Sarung
Suatu malam, seorang santri yang hampir 6 tahun mondok ditanya di antara lelap orang-orang.
“Tujuan lu mondok, apa?”
Pertanyaan
yang terkesan ringan itu ternyata cukup membuatnya terkejut. Ia sempat
memandang mata yang menunggu jawaban itu, dengan kepul asap-asap rokok yang
berhamburan tak tentu arah. Penuh polos, sekedarnya, ia menjawab.
“Cari ilmu, Bang.”
“Kalau sekedar cari ilmu kan bisa di
mana-mana. SMA atau tingkat sederajat lainnya kan bisa. Kenapa harus jauh-jauh
ke sini?”
“Biar bisa sambil ngaji, Bang.”
“Emang di rumah nggak ada tempat
buat ngaji?”
Entah siapa
dan perbincangan itu, kadang kita yang katanya santri, yang katanya mondok
masih belum sadar akan niat itu. Dengan sebatas sepele mau belajar, cari ilmu,
atau ngaku mau ngaji sekalipun masih bisa dibungkam dengan pertanyaan seperti
itu.
Dan, di luar
dari itu, untuk praktek tujuan dengan kenyataan bahwa kita adalah santri, masih
bingung juga dengan aku tujuan niat sedari rumah; yang katanya mau mencari
ilmu. Mau ngaji.
“Apa kita
memang harus benar-benar dapat tuju niat itu?”
Entah dengan
kukuh keinginan sendiri atau memang karena paksaan, apapun hal yang menjadikan
kita sampai dan menetap pada tempat yang bernama pondok pesantren, seharusnya
dengan mengingat jauh dan pengorbanan orang tua, tentu kita nggak pengen buat
kecewa. Tentu kita harus bertanggung jawab pada niat itu dengan raih apa yang
dituju.
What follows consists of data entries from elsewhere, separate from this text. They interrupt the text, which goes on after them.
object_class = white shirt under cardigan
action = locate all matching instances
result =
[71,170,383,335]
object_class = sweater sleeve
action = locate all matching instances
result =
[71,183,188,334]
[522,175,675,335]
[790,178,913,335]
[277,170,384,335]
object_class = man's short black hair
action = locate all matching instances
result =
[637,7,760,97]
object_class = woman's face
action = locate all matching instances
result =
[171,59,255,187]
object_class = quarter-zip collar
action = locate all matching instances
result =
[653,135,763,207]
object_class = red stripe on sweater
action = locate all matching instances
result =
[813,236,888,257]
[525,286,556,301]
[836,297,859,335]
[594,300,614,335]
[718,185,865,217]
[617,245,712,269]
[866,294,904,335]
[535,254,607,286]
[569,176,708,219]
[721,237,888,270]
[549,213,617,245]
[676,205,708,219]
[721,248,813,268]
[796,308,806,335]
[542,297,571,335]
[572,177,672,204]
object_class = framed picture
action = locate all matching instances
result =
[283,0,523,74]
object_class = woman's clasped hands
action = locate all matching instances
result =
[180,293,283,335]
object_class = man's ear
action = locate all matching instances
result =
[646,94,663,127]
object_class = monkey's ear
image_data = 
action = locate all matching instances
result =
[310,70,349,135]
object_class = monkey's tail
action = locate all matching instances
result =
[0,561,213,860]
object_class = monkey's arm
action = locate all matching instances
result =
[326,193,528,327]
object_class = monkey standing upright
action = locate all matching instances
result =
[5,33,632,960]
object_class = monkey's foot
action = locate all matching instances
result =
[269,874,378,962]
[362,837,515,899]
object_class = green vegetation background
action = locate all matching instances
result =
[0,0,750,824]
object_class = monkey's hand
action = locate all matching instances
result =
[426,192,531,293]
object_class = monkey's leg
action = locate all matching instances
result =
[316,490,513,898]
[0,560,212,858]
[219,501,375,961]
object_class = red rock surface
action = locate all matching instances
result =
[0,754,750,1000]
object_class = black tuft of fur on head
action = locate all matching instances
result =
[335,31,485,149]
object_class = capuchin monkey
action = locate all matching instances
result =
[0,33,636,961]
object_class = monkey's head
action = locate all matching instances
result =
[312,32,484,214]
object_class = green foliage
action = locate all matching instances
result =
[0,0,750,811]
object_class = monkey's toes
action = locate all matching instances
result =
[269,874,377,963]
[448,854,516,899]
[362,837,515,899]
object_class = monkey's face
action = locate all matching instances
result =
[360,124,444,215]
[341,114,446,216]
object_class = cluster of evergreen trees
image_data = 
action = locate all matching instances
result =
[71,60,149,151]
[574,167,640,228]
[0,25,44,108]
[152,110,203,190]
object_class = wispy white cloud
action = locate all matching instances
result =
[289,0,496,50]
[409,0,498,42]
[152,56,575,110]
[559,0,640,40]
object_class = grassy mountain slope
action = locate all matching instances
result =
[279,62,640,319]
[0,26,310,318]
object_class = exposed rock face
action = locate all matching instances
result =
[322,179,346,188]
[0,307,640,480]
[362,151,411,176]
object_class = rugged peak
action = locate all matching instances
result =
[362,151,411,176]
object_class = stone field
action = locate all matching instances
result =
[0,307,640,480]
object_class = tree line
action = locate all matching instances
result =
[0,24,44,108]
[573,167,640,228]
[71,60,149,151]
Jika tujuannya cari ilmu, ngaji, berarti kita harus dapat ilmu yang
katanya dicari itu. Ngaji, harus paham dengan benar dan mendalam akan semua
sub-sub ilmu perngajian; Nahwu, shorof, akhlak, tauhid, sejarah, tafsir,
hadits, faroid, falakiyah, balaghah, mantiq, fiqih, ushul fiqh, ar-rudl,
tasawuf. Gimana?
Gua tau,
setiap orang punya basic, punya kecondongan terhadap sesuatu. Kita pasti pernah
merasa bahwa suatu sub ilmu perngajian yang nggak paham-paham, kayak nggak ada
ketertarikan terhadap suatu pelajaran yang mungkin bukan basicnya, yang mungkin
ada kecondongan lain dari diri kita pada luasnya ilmu lain. Iya nggak, sih?
Gua kadang
juga ngerasa gitu. Saat waktunya pelajaran Alfiyah, meski udah gua paksa
ngejreng neken otak sampai dua alis nekuk saking fokusnya, kok tetap susah
paham. Padahal yang kita tau, nahwu shorof adalah kunci untuk membuka pemahaman
ilmu lain. Gua yang lebih senang baca tulis umum, kadang mikir, apa nahwu
shorof bukan basic, bukan bidang gua, ya?
Tapi, nggak
bisa sepenuhnya dibenarkan. Jangan sampai ada anggapan seperti itu. Bagaimana
pun, kata santri sebagai orang yang dianggap serba bisa telah tersemat pada
kita. Apalagi untuk ukuran ilmu syari’at. Masa untuk ditanya masalah thoharoh
aja masih planga-plongo? Kan rada gimana gitu. Karena hal ini bukan hanya
menyangkut tentang harga diri kita doang, tapi juga tentang almamater pondok
dan muka orang tua yang mau ditaruh di mana saat anaknya ngawur ngejawab tetang
tujuh air yang bisa dijadikan bersuci itu. Memang seharusnya, kita harus
tanggung jawab dengan ucap niat itu, dengan paham apa yang diajarkan di pondok
pesantren.
Setelah
tetap belajar dan terkadang tatih datang akan paham itu, gua sempat menangkap
dan menampung akan kiat-kiat kunci keberhasilan belajar yang tentunya dari
orang-orang yang telah berhasil akan belajarnya.
- Bang Romi;
yang penting belajar.
- Pak Fahmi;
punya keinginan.
- Habib Muahmmad;
bersihnya hati.
- Kang Ulil;
serius.
- Bang Gembel;
yakin.
- Pak Umar;
usaha
- Kang Candra;
hafal dulu.
- Kang Rozaq;
praktek.
Gua rasa
dari kesemuanya, ada benarnya.
Nggak perlu
gua jelasin satu per satunya, karena menurut gua, setiap orang punya persepsi
baiknya masing-masing.
Jadi, janji
ya nggak nyebut-nyebut pengen boyong, lagi?